Dear @niceAcai9918, There's nothing wrong with you!
You're right about how confusing it is. It's hard. We tend to yearn for the sense of closeness, we miss the attachment. And when it is gone, the world seems emptier and lonelier. And our family/friends, who perhaps became disgusted at what we tolerated, cannot always understand.
I agree wholeheartedly with what the others have said above about the strength it takes to cope with such situations. And I have experienced the deep confusion of loving someone who is harmful for me in some important ways. (And you're right, it doesn't mean they're bad people or intended to hurt us. Sometimes they're needy, damaged and confused; it's often said that hurt people hurt people.)
Sometimes getting away physically is key. Some people call this geographical detachment. It's important, but it's only a first step, I think.
The more important step is learning emotional detachment, in my experience. I learned about that kind of healthy detachment from a wonderful therapist and from going to meetings of Al-Anon for Family Members. And reading about co-dependence, and reading about loving detachment.
Dear one, there are reasons that many women (and men) are attracted to and become attached to people who try to control them and tend to hurt them. It can feel comfortable in ways that may stem from our histories and our views of ourselves.

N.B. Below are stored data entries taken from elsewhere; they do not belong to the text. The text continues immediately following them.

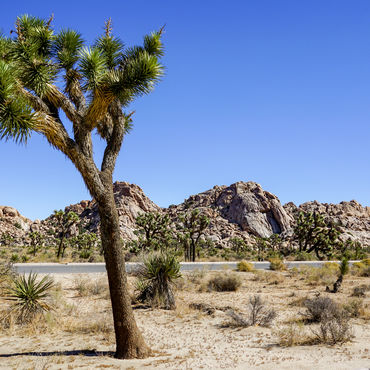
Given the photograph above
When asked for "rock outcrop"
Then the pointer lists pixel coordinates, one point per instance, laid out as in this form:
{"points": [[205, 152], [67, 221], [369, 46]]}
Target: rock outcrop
{"points": [[242, 210], [352, 217], [13, 224]]}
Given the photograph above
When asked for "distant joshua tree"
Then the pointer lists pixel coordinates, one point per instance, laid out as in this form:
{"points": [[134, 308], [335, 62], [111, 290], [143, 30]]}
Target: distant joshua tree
{"points": [[99, 82]]}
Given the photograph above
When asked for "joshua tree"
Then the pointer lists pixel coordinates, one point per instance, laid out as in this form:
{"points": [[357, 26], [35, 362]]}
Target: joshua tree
{"points": [[99, 82], [36, 241], [313, 233], [192, 226], [154, 230], [63, 223]]}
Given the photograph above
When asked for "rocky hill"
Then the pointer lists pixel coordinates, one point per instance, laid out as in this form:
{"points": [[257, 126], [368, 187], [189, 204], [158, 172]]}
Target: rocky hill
{"points": [[241, 210]]}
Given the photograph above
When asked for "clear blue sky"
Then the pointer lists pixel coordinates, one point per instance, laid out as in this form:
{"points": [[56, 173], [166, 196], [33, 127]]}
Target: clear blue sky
{"points": [[276, 92]]}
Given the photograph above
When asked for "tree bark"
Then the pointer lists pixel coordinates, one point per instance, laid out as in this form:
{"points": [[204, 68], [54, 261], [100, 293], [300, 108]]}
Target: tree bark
{"points": [[129, 341]]}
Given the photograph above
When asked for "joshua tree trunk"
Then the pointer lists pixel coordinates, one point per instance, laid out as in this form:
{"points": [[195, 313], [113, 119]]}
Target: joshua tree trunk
{"points": [[60, 247], [130, 343]]}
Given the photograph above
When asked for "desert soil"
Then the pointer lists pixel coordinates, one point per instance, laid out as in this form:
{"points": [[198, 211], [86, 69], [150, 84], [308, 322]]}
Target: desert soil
{"points": [[78, 334]]}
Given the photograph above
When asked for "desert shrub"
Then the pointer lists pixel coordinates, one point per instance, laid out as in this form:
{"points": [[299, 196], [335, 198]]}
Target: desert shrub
{"points": [[343, 270], [224, 283], [245, 266], [28, 296], [353, 307], [293, 335], [319, 275], [334, 328], [258, 314], [360, 291], [277, 264], [156, 278], [319, 307], [365, 272], [360, 269], [196, 276], [269, 277]]}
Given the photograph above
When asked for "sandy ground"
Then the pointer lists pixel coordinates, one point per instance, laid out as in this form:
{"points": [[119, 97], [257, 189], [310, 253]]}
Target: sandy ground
{"points": [[78, 335]]}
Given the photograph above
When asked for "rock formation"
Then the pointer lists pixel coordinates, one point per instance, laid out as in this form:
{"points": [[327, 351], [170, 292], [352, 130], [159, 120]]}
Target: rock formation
{"points": [[13, 224], [242, 210]]}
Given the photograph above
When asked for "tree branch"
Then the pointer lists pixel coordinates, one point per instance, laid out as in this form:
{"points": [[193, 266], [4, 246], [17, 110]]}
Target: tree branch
{"points": [[115, 141], [73, 88], [60, 100]]}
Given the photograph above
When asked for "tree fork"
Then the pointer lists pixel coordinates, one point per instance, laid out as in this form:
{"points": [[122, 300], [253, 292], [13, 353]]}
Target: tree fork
{"points": [[130, 342]]}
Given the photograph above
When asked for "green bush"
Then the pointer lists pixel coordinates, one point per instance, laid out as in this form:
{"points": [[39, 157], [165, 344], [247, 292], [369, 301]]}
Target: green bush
{"points": [[28, 296], [156, 279]]}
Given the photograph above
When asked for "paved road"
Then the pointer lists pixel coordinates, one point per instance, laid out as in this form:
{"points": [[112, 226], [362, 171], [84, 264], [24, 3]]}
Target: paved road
{"points": [[86, 268]]}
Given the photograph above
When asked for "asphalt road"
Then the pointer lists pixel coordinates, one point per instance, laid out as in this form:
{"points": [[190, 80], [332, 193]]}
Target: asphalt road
{"points": [[87, 268]]}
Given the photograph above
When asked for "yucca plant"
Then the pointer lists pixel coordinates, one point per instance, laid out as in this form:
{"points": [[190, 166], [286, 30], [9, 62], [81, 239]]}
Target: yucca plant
{"points": [[156, 279], [28, 296], [56, 84]]}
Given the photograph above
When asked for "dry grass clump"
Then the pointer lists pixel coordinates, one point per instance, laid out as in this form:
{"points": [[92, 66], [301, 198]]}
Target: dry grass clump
{"points": [[354, 307], [196, 277], [333, 329], [245, 266], [225, 282], [332, 324], [325, 275], [293, 335], [258, 314], [276, 264], [319, 307], [360, 291]]}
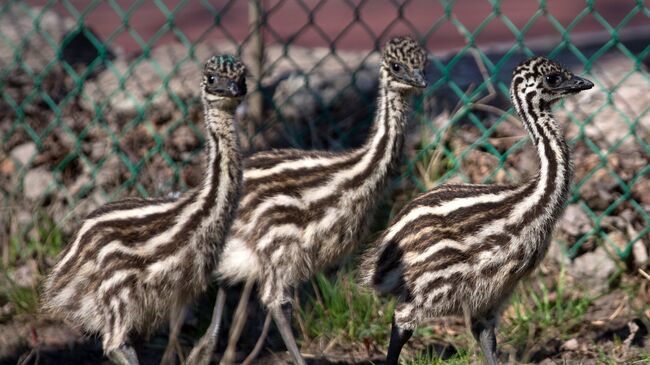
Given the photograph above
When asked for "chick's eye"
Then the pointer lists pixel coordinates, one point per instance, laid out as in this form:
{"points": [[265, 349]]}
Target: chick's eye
{"points": [[553, 79]]}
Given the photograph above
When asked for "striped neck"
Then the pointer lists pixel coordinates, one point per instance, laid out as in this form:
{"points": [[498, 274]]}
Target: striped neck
{"points": [[383, 148], [553, 180], [222, 179]]}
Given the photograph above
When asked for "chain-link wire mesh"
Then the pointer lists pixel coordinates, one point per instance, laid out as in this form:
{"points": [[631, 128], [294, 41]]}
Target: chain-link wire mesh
{"points": [[100, 99]]}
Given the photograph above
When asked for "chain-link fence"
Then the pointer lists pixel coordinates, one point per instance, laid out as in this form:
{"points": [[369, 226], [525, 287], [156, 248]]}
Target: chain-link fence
{"points": [[100, 99]]}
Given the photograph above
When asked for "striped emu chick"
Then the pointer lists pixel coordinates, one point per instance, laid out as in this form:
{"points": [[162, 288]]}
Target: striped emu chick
{"points": [[303, 210], [135, 260], [460, 249]]}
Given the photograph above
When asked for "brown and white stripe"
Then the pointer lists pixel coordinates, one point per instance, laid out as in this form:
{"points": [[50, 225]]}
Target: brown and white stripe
{"points": [[134, 261], [304, 210]]}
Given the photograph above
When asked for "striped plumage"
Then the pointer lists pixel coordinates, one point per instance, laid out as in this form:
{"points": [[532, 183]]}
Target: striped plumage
{"points": [[460, 249], [135, 260], [303, 210]]}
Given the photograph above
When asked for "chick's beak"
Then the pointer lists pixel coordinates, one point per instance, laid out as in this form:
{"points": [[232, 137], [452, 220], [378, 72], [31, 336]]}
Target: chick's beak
{"points": [[223, 87], [576, 84], [417, 78]]}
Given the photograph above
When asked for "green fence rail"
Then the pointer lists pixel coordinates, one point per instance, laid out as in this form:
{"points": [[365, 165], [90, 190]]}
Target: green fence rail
{"points": [[88, 117]]}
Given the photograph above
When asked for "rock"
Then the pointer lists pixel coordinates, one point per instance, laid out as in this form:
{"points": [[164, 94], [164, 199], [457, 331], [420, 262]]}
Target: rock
{"points": [[640, 254], [7, 167], [24, 152], [36, 183], [619, 239], [110, 172], [593, 269], [184, 139], [575, 221], [570, 345]]}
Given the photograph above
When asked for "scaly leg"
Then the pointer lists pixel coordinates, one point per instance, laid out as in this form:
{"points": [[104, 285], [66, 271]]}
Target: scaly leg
{"points": [[398, 338], [202, 352], [176, 319], [260, 341], [483, 329], [284, 326], [123, 355], [241, 314], [115, 336]]}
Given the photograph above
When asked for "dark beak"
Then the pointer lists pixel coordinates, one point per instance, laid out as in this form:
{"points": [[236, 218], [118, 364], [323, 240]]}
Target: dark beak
{"points": [[417, 78], [576, 84], [224, 87]]}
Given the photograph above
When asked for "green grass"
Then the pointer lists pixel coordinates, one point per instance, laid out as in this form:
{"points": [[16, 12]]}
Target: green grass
{"points": [[41, 240], [429, 358], [538, 311], [39, 243], [340, 308]]}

Sometimes we crave attachment so strongly and fear rejection/abandonment so deeply that we accept things that are unacceptable. We can become so accustomed to being manipulated that after a while it doesn't seem that bad! It can feel almost normal.
I hope you can find wisdom and strength from the 7 Cups community. And perhaps in your area there are some support groups that might help with healing and learning. And professional counselors can be immensely helpful, when our need for the attachment overcomes our better judgment of what is good for us.
Please feel free to click on my name at the top of this post and send me a message if you would like to talk sometime. This process of discovering your real worth and learning healthier, more independent habits isn't easy at first. But it is so wonderful when we can start to breathe freely and truly love ourselves, and love others without all that manipulation, controlling, negativity, drama, and judgments.
It is scary to leave what's familiar and sail to a new world. But there is wonderful opportunity and freedom in that new world. And once you're there, I think you're gonna love it.
Congratulations on the progress you've made so far! Good for you!!